Scossi la testa, sul punto di spegnere quel maledetto cellulare. Avevo un mal di testa che nemmeno io riuscivo a sopportare.

«È solo che sono occupato, ti chiamo stasera», dissi, riattaccando e lasciandomi cadere contro il muro dell'ospedale. Chiusi gli occhi e mi addormentai.

«Signor Alberth», mi chiamò una voce femminile. «Signore, sono uscita dalla stanza della signorina Valeria».

Aprii gli occhi, ancora stanco, mi coprii la bocca e sbadigliai. Ero morto di sonno.

«Signora Martha, il sonno ha avuto la meglio su di me. Come sta Valeria?

«Capisco. La bambina Valeria è molto triste e non ha quasi voluto parlare», disse con un sospiro, prima di sedersi.

«Vado a vederla».

«Va bene».

Mi alzai dalla comoda panca per andare nella stanza dove si effettuava la sterilizzazione prima di entrare a visitare un paziente in condizioni critiche. Mi lavai le mani come si deve, poi mi misi il gel prima di indossare il camice e la mascherina. Una volta pronto, entrai nella stanza. A quanto pareva, Valeria dormiva.
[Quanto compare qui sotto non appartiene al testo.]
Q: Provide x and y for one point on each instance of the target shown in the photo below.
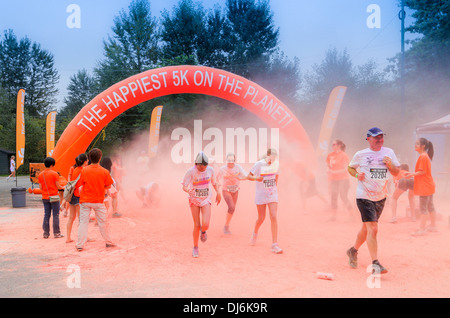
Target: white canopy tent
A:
(439, 126)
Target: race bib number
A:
(201, 193)
(269, 183)
(232, 188)
(378, 173)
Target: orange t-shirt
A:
(74, 173)
(338, 161)
(424, 184)
(94, 178)
(62, 183)
(47, 180)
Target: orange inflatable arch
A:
(176, 80)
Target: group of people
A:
(199, 181)
(370, 166)
(93, 186)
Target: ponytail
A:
(428, 146)
(430, 150)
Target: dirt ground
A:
(153, 257)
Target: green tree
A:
(24, 64)
(133, 48)
(81, 90)
(253, 34)
(336, 69)
(182, 32)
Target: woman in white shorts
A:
(265, 172)
(229, 177)
(197, 182)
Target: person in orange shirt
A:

Mi avvicinai e le presi la mano fredda. Sentendomi, aprì gli occhi spaventata.

«Piccola, calmati, sono io, Alberth. Con me sei al sicuro».
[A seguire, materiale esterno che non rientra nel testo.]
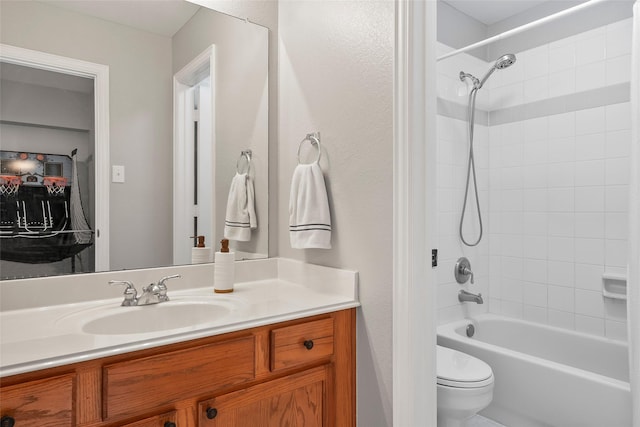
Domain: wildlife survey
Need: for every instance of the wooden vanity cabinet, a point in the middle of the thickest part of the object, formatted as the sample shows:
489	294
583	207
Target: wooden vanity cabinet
295	373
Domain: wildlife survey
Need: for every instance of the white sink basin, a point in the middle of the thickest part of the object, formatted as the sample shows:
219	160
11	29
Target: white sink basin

«Alberth, aiutami», sussurrò con voce rotta. Non capivo perché, ma mi faceva male vederla così.

«Lo farò, non preoccuparti, nessuno ti farà più del male. Presto sarai mia moglie e ti proteggerò».

«Mia moglie?» annuii accarezzandole la guancia.
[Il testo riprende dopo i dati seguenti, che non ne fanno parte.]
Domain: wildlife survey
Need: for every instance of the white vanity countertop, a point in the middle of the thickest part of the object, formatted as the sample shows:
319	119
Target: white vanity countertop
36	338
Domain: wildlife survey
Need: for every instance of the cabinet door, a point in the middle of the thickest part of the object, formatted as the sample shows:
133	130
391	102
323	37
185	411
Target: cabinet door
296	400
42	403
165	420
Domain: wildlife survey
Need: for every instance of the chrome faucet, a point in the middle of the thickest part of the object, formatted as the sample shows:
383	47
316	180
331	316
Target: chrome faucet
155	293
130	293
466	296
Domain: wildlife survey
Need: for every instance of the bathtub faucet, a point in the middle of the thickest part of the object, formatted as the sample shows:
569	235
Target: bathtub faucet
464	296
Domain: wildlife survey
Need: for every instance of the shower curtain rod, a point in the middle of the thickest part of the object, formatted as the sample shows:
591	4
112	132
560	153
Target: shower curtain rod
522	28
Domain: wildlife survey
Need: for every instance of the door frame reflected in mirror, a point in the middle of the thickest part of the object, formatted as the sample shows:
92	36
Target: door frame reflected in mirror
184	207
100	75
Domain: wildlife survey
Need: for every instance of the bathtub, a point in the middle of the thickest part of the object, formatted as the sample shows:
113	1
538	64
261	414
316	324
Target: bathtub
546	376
«Sì, ho deciso che sarai mia moglie. Lo farò per proteggerti da coloro che vogliono farti del male».

«Vogliono vedermi morta, come hanno fatto con mio padre», sussurrò e i suoi occhi si riempirono di lacrime.

«Scopriremo chi c'è dietro tutto questo. Nel frattempo, stai tranquilla, hai bisogno di riposare molto e quando starai meglio ci sposeremo e ti porterò con me».

Valeria mi strinse la mano e poi annuì.

Farò tutto questo per proteggerla da coloro che vogliono farla sparire.

Quando Valeria si addormentò, uscii dalla stanza, ma mi fermai quando sentii squillare il cellulare. Risposi immediatamente, ma era un numero sconosciuto.

—Ciao, buonasera.

«Ciao tesoro, sono Joselyn, questo è il mio numero in Nicaragua. Sono tornata e muoio dalla voglia di vederti».

Rimasi sorpreso, senza sapere cosa rispondere. Joselyn era tornata e io ero nei guai perché presto mi sarei sposato.